Now, I’m not one of those guys who thinks everything has to mean something, but I was pretty darn sure there was a message in this for me.
The first thing that occurred to me was that someone or something doesn’t want me to get out, and the question was, get out of what or of where. The literal answer was my truck, but it was the symbolic meaning I was after.
The temptation was to consider the truck in the same way I might if I were analyzing a dream, where frequently a truck, even a less-than-full-sized pickup like mine, represents hard work or a heavy load. According to that interpretation, I would appear to be locked in to my difficulty, and confined within my burden. From that perspective, it would seem to be saying that no matter how much I might try, and work, and desire to have things be a little easier - the work a little more effortless, the tasks a little more fulfilling and the schedule a little more flexible - there always seems to be something holding me back, another challenge getting in the way.
It would be easy, and likely correct, to say it’s me getting in the way - my attitudes, my decisions, my fears, my hangups, my lack of focus or my lack of organization - then leave it at that, and set about to improve in each of those areas. But I already know I get in my own way, just like I know everyone gets in their own way, with all the ways in which they or their timing are less than perfect. It doesn’t seem like I needed my truck to fall apart for me to know and understand that, so I considered it from another perspective.

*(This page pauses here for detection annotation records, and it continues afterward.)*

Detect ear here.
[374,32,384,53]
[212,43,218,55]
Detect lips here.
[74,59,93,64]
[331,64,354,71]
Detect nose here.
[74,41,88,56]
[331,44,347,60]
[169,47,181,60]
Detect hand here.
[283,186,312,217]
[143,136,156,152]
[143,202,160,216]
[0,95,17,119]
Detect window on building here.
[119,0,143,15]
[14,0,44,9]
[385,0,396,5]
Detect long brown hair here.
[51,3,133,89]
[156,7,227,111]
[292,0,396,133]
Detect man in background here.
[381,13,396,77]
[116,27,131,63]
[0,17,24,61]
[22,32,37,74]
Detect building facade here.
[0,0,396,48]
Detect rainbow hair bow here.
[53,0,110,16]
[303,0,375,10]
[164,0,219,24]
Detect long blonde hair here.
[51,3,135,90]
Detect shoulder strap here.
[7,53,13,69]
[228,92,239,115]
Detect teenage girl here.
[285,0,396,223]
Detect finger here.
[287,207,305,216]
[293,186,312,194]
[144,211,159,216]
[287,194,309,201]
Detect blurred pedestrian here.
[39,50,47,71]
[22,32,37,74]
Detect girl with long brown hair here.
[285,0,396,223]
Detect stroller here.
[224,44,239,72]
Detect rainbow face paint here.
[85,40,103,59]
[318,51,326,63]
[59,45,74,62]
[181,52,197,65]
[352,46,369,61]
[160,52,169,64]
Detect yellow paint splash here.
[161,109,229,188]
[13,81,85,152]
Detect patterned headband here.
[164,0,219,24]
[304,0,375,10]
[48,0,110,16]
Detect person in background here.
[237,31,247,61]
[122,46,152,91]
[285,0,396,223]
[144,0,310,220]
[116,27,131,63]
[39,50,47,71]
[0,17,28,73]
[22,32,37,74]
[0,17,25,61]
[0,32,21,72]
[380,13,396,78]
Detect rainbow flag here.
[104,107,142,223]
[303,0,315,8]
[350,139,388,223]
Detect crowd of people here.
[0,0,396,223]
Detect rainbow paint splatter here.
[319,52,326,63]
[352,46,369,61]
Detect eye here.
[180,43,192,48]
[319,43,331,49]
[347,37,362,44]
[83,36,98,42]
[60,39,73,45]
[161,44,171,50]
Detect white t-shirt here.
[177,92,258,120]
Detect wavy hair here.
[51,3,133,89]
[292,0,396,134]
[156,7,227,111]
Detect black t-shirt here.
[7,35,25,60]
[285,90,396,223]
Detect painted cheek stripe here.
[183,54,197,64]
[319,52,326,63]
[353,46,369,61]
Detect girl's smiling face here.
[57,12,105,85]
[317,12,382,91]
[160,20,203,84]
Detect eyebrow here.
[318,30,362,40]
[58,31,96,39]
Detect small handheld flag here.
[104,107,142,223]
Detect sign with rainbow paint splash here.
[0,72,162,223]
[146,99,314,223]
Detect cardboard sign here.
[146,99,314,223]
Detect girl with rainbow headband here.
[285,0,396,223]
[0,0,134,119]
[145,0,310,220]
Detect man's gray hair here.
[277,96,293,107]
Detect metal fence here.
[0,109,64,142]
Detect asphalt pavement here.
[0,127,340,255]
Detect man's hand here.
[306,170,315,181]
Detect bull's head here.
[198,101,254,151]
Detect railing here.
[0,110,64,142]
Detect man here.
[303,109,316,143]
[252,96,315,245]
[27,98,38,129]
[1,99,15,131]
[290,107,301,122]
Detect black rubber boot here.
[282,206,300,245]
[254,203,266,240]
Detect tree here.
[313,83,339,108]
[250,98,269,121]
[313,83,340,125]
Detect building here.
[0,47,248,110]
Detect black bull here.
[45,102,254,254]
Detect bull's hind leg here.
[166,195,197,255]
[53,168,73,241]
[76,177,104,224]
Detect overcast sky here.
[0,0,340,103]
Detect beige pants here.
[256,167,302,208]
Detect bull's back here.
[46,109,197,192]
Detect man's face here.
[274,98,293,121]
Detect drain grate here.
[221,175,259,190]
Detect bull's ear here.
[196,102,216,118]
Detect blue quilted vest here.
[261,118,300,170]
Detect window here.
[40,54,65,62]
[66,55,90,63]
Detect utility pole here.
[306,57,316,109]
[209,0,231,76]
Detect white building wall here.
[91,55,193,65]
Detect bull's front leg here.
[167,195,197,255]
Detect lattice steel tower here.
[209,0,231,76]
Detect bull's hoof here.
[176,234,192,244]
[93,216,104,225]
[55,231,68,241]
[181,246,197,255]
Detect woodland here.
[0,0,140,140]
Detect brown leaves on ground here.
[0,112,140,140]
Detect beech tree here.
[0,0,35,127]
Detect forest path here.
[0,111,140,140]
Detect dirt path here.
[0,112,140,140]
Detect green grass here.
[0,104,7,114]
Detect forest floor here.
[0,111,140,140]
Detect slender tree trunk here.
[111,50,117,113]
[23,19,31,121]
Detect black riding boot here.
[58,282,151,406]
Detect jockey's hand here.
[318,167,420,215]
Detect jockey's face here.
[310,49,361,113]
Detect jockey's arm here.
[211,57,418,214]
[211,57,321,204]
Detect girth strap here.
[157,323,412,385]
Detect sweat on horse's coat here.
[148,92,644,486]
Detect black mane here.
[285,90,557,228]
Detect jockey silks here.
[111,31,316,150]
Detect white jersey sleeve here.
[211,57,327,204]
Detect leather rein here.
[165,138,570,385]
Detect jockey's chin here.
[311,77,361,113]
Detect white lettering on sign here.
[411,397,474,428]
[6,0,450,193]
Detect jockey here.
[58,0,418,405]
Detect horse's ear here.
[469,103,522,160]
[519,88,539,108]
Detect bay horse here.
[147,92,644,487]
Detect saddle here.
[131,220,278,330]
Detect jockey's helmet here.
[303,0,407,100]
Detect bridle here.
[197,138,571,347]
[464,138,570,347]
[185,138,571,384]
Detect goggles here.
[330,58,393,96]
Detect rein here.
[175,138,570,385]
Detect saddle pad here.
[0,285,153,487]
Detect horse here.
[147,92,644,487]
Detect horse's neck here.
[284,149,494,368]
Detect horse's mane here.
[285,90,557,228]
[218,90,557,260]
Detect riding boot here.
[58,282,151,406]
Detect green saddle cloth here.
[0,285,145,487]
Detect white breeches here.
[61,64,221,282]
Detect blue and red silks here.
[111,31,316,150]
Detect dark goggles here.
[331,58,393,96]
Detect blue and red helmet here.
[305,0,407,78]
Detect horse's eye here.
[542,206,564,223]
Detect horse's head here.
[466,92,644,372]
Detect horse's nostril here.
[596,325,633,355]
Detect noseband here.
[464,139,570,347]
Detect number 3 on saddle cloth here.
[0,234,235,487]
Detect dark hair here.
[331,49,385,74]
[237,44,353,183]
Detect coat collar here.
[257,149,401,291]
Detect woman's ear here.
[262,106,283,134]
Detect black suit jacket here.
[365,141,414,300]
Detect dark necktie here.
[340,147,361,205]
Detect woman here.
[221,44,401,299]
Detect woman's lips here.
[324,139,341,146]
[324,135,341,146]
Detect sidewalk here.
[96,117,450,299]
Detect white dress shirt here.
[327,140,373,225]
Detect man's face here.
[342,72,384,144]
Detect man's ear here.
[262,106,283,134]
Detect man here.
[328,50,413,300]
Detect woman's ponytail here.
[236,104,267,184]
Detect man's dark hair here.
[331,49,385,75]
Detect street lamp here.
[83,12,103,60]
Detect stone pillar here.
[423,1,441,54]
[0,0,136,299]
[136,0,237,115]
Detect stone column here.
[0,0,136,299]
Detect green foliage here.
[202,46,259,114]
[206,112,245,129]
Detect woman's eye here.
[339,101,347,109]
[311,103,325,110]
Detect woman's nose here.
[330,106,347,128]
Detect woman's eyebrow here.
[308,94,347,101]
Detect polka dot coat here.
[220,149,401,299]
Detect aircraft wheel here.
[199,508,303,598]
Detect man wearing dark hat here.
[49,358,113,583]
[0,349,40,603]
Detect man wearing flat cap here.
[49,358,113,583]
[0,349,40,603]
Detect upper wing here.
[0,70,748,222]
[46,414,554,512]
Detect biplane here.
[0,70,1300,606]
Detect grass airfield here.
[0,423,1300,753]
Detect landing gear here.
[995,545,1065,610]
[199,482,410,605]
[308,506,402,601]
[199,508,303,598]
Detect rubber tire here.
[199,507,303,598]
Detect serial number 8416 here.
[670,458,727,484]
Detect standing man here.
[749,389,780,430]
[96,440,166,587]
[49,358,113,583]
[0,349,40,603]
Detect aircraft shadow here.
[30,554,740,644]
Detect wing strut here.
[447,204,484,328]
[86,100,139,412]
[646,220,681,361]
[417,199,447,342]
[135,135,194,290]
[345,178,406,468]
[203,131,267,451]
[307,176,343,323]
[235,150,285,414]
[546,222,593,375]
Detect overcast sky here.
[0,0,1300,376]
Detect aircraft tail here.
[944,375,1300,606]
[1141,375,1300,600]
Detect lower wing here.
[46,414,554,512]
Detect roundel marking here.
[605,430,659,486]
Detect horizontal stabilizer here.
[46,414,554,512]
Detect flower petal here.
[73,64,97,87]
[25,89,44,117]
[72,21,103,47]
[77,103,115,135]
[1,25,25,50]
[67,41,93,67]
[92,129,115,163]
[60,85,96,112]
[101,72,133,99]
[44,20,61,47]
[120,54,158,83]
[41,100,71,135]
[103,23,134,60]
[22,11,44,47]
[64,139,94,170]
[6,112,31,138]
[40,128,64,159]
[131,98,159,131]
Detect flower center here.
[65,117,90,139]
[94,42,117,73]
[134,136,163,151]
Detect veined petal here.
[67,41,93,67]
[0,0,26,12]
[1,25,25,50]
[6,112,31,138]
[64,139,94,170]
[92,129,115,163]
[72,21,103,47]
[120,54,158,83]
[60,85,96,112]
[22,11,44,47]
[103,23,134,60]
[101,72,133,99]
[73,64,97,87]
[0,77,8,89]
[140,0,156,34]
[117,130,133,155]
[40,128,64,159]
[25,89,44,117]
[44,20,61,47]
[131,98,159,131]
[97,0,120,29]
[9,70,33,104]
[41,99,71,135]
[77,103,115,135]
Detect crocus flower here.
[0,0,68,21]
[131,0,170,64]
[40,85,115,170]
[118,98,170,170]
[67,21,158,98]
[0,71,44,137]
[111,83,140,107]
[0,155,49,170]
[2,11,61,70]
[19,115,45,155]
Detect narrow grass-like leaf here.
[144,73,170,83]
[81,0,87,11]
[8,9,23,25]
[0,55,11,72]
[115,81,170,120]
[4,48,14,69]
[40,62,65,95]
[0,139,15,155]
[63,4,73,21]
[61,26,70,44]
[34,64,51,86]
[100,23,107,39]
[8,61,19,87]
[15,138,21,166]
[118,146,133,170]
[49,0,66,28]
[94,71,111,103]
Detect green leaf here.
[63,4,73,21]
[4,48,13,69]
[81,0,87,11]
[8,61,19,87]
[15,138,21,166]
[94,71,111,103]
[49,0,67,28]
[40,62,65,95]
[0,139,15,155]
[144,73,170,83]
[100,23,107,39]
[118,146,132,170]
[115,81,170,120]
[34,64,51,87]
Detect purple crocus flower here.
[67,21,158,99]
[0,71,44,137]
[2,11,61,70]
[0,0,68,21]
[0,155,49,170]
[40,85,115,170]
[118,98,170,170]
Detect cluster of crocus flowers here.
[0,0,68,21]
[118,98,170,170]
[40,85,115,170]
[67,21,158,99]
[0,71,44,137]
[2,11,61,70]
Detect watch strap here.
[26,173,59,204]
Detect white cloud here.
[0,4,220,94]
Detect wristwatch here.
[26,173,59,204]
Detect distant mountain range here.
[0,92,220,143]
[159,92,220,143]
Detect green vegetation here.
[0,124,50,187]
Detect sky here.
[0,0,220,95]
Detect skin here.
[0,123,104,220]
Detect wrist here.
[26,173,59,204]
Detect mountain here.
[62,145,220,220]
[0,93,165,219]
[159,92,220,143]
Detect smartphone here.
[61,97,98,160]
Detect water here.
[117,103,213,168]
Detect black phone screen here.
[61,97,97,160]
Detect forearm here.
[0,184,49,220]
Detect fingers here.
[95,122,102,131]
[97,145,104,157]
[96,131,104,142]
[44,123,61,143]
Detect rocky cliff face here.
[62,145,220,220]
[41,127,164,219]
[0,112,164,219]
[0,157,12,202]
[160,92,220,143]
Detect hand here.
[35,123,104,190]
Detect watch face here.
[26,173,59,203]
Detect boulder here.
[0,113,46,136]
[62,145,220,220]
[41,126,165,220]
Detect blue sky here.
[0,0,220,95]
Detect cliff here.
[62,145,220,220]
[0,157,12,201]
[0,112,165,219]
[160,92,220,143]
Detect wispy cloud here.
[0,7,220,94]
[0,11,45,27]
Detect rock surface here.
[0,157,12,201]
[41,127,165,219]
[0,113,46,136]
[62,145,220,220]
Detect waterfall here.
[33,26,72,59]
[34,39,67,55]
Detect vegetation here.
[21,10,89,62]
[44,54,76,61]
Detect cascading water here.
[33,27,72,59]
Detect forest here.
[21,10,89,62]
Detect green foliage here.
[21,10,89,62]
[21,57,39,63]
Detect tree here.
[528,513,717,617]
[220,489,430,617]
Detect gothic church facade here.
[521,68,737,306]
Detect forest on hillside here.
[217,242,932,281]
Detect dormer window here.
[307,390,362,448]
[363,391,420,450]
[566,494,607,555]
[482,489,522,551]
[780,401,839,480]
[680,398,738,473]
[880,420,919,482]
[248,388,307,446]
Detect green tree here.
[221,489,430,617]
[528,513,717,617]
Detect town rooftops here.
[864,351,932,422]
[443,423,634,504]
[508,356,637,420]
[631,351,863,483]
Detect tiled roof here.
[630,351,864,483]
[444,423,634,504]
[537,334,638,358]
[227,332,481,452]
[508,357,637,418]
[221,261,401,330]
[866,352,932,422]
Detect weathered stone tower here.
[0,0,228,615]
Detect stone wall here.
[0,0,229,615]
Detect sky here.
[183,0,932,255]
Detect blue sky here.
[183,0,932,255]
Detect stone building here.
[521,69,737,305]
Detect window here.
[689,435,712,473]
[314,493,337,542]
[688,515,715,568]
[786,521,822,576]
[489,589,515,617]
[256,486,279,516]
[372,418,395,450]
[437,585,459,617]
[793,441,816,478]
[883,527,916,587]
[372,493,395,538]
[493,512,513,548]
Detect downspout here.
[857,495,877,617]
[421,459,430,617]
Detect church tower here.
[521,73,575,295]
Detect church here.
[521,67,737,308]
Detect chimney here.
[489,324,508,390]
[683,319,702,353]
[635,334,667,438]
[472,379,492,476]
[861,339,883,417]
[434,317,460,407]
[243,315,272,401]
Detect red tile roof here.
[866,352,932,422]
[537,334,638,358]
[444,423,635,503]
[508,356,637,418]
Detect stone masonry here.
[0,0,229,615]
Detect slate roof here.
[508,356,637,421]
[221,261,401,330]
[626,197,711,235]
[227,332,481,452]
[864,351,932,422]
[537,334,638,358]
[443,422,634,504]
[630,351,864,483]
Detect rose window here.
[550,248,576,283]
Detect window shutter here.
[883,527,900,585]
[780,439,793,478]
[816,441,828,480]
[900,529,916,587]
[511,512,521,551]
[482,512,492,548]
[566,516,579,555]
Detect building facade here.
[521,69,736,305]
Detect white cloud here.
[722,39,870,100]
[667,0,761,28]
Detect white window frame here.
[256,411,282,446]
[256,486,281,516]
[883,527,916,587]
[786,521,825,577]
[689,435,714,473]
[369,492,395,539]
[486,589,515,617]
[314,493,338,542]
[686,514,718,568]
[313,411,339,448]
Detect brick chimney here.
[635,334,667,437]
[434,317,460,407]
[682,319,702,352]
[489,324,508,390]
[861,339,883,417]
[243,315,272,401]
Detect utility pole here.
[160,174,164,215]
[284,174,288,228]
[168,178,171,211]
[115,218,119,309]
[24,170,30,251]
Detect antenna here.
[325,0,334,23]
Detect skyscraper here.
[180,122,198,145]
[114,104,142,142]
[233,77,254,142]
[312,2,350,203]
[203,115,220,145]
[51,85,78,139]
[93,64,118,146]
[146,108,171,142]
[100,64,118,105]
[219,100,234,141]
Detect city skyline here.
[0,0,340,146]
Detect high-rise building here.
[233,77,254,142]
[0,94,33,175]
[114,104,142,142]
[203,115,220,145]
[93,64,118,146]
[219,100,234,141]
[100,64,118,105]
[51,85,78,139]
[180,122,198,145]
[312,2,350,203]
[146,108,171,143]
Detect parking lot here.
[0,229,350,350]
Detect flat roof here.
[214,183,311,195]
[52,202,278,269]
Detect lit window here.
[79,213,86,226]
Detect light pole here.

It occurred to me that while trucks may traditionally represent a heavy load, my truck is not a workhorse, and I don’t use it for heavy hauling. I just use it for getting around town. I like it because it’s American - which could mean that I’m bound by patriotism, or even worse, nationalism. Nah. It sits up high, and I can see better - which could mean I’m hampered by issues having to do with superiority and privilege or advantage. It’s safe - which could mean I’m held back by a preoccupation with safety, afraid, maybe, to take a risk. It’s silver - which could mean I’m stuck in small-change consciousness.
I wasn’t obsessing over it, but I was definitely still thinking about it when I got home from work. It took me a few minutes to get the window down far enough so I could get out of the truck. My gal was watering the flowers, so I told her all about what happened, including my thoughts and interpretations. She listened, and said:
“The meaning seems pretty clear to me.”
“What’s that,” I asked.
“Means it’s time to get a new truck.”
And that, I suppose, shows the difference between her and me.
And that’s when it struck me. I literally can’t get out of my truck. Even though the car companies are offering zero-percent financing, and the government is urging us to spend money, I can’t pull myself to get out of my old truck and into a new one.
I have no problem spending money on dinners and vacations, and other experiences, but I can’t seem to spend money on a new car, when my old one still works, especially in these uncertain times.
Up to now, I’ve considered it an ecologically wise choice to keep re-using my old vehicle, while reducing the need for a new one, but now that I know that about myself, it’ll be interesting to see what happens.